The petitioner contends that its 1937 accrual and deduction of the tax item of $20,839.38 was proper, and that the Board of Tax Appeals erred in holding that this amount was not deductible from gross income for that year. The decision of the Board is without error. During the whole of the tax year for which the right of deduction is asserted, Dixie Pine Products Company was denying liability for the State gasoline taxes, and was affirmatively litigating the applicability of the taxing statute to the solvent used by it. Indeed, when it stopped paying the taxes assessed against it by the Motor Vehicle Commissioner, it had won the first round of litigation in the Supreme Court of Mississippi.
Returns of taxpayers, whether upon the cash or accrual basis, must clearly reflect the income of the tax year; and the great weight of authority is to the effect that where, as here, a taxpayer is on the accrual basis, it may not deduct as an expense an item on which it is denying or contesting liability. “A mere contingent claim, especially a contested one, whether of loss or gain, may never be sustained or realized; it is too uncertain to be considered in making up an income tax return”. Commissioner v. Southeastern Express Co., 5 Cir., 56 F.2d 600; Lucas v. American Code Co., 280 U.S. 445, 50 S.Ct. 202, 74 L.Ed. 538, 67 A.L.R. 1010; Brown v. Helvering, 291 U.S. 193, 54 S.Ct. 356, 78 L.Ed. 725; Pharr & Sons v. Commissioner, 5 Cir., 56 F.2d 832. Cf. J. A. Dougherty’s Sons v. Commissioner, 3 Cir., 121 F.2d 700; Ben Bimberg & Co. v. Helvering, 2 Cir., 126 F.2d 412.

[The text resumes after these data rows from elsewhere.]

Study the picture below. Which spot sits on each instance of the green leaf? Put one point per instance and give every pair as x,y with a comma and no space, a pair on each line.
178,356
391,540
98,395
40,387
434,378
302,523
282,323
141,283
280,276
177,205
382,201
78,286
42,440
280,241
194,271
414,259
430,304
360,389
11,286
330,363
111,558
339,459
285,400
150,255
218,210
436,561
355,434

The compensating entry made in 1938 by the petitioner does not preclude correction of the erroneous return for 1937. The correction, coming well within the limitation period, may be made so that the true income may be reflected for 1937. The taxpayer will, of course, have a claim for refund of any tax overpayment resulting from inclusion of the compensating entry in income of 1938. Ben Bimberg & Co. v. Helvering, 2 Cir., 126 F.2d 412; Leach v. Commissioner, 1 Cir., 50 F.2d 371; Bergan v. Commissioner, 2 Cir., 80 F.2d 89; Inland Products Co. v. Blair, 4 Cir., 31 F.2d 867.
The decision of the Board is affirmed.